MID Clustering-based IR-Seq improves accuracy of T cell receptor (TCR) diversity estimation with sub-clustering. (A) The percentage of observed molecular identifiers (MIDs) containing sub-clusters is linearly dependent on RNA input, which is defined as cell number multiplied by percentage of RNA (e.g., 20,000 cells with 10%RNA is equivalent to 2,000 RNA input). Line represents linear regression fit, F-test on the slope, p < 10−9. (B) The theoretical percentage of MIDs with sub-clusters is approximately linearly dependent on copies of target molecules when copies of target molecules are less than 5,000,000 (bottom right insert).
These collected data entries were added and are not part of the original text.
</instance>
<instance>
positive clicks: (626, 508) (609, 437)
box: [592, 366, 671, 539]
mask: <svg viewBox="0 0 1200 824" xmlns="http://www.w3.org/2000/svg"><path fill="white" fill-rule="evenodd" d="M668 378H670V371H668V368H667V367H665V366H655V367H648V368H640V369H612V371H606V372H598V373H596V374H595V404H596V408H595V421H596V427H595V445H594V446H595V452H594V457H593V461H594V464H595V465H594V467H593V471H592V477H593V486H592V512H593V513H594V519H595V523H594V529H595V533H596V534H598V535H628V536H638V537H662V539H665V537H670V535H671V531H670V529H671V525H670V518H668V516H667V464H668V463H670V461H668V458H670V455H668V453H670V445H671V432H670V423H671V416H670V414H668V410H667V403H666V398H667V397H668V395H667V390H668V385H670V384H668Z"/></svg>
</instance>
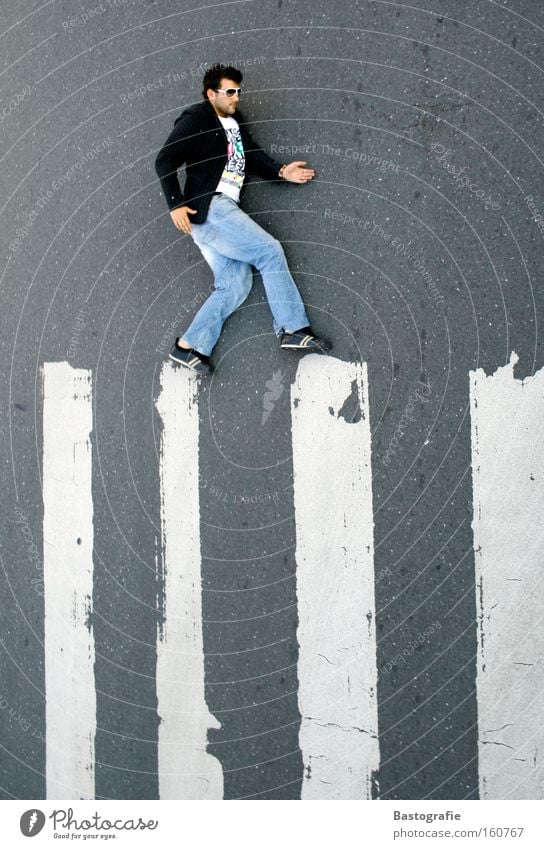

The theoretical percentage of MIDs with sub-clusters was calculated by Eq. 2 in Section “Materials and Methods.” (C) Rarefaction curve of unique complementarity-determining regions 3 (CDR3s) with or without sub-clustering. Number of unique CDR3s in three libraries made with three different RNA inputs from sorted one million naïve CD8+ T cells are shown here. Data from other cell inputs are in Figure S2 in Supplementary Material. (D) Illustration of consensus TCR sequence building without (top) and with (bottom) sub-clustering. Top: without sub-clustering, chimera sequences are generated when different TCR RNA molecules are tagged with the same MID; bottom: TCR RNA molecules that are tagged with same MID are sub-clustered to reveal truly represented TCR sequences. Short vertical black lines indicate nucleotide differences between two TCR sequences.